TJライナーは100%トイレなし
東武東上線の座席定員制の有料列車「TJライナー」にはトイレがまったく付いていない。
すべて50090系という専用の車両が使われている。これ以外にTJライナーで使われる車両はないものの、御手洗の設備は導入されなかった。
同じ東武鉄道でも本線系統である東武スカイツリーライン、伊勢崎線、日光線の特急ではすべての車両に例外なくトイレが設置されている。
特急車両が使われていて、急行以下の普通の通勤型電車とは設備の内容が異なっている。
一方の東上線のTJライナーは通勤型車両を転換クロスシート仕様にしただけの車両である。
転換クロスシートとは、進行方向に向かって座る座席のタイプで、新幹線や特急と同じ形式のものである。
形もふつうの一般的な電車である。座席定員制というのが売りのポイントになっているが、特急列車ではない。
東武本線系統の特急は、TJライナーとは違って車両そのものが特急だけに使用される。ライナー列車としても使われるものの、料金体系は特急とほぼ同じ。違いは薄い。
なぜトイレなしなのか?
では、なぜ東武東上線のTJライナーにはトイレが導入されなかったのか。
理由は路線距離の短さにあるといえる。所要時間は、全区間に当たる池袋~小川町間で60分が標準となっている。

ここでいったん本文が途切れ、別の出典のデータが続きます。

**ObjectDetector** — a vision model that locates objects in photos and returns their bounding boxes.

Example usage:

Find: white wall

快速や急行でも70分前後という所要時間になっていて、最大でも乗車時間は1時間程度となっている。
何時間も走り続けるわけではないため、トイレが設置されたなかったものと考えられる。
東武スカイツリーライン・伊勢崎線・日光線の特急列車は2時間以上も走るところが多い。始発駅は浅草駅で、そこから栃木県や群馬県方面へ向かう。距離が長い分所要時間も長い。
トイレの需要が大きいという性質があるため、こちらでは東上線とは違って御手洗設備がある。
さらに、TJライナーはあくまでも着席サービスのみという性質が大きい列車であることも、トイレが付いていない要因とも受け取れる。
停車駅の数は急行などよりも少ないが、所要時間の差はそれほど大きくはない。5~10分程度違うだけである。
長距離列車でないからこそ、トイレの必要性がそれほどなかったのだろう。